Myotonic goats tend to be less preferred for sustainable meat production. Meat production from goats uses maternal breeds that demonstrate high levels of fitness under non-optimal situations. Myotonic goats' maternal fitness cannot be assessed with conventional methods. To estimate their maternal fitness, the health and reproductive traits of 80 myotonic goats were compared to those of Spanish goats, Kiko goats, and Boer goats. The study measured fecal egg count (FEC) and packed cell volume (PCV). Myotonic goats tended to have a lower body mass and a lower FEC, but a greater PCV than Boer goats. Weaning rates, annual kidding rates, doe retention rates and kid crop weaned were similar in all goats except myotonic goats, which had the lowest FEC compared to other breeds. This indicates that myotonic goats are less suited for meat production under non-optimal conditions.

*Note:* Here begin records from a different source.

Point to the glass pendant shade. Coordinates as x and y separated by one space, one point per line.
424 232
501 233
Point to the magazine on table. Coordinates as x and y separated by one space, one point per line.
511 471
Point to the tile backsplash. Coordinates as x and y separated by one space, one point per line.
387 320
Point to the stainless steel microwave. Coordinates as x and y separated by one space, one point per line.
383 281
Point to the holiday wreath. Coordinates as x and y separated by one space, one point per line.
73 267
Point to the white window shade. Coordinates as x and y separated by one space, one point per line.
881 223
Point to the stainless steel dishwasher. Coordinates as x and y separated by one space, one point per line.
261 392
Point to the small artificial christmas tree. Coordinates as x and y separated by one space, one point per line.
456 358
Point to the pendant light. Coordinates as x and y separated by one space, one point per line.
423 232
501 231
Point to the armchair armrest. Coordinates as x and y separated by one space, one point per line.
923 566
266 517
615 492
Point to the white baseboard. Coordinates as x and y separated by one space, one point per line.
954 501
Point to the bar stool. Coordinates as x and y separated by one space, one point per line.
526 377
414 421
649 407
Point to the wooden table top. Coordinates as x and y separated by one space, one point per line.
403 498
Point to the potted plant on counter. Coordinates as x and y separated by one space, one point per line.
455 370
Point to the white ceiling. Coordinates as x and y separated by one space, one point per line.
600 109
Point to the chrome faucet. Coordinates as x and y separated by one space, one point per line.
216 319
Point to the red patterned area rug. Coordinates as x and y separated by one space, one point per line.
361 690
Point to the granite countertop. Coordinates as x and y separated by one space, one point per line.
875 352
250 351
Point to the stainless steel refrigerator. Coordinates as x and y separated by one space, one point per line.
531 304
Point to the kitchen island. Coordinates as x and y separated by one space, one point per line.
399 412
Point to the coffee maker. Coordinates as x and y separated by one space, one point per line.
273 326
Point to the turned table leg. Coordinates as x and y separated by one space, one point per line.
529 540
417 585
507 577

In 2019, the myotonic goat's conservation status was listed as "at risk" in the DAD-IS database of the Food and Agriculture Organization of the United Nations. The Myotonic Goat Registry (MGR) believes it is important to maintain the breed, and that myotonic goats have other desirable traits than their "fainting" behavior. The MGR states that these traits include quiet behavior, parasite resistance, good mothering ability, and for the observation of their fainting behavior. Myotonic goats tend not to jump over fences higher than 0.5 m. This allows farmers to have less vertical fencing compared with other goats. The MGR also registers percentage Myotonic goats in an attempt to ensure an accurate registry. This allows for identification of purebred myotonic goats which may be used for meat, milk, or pets.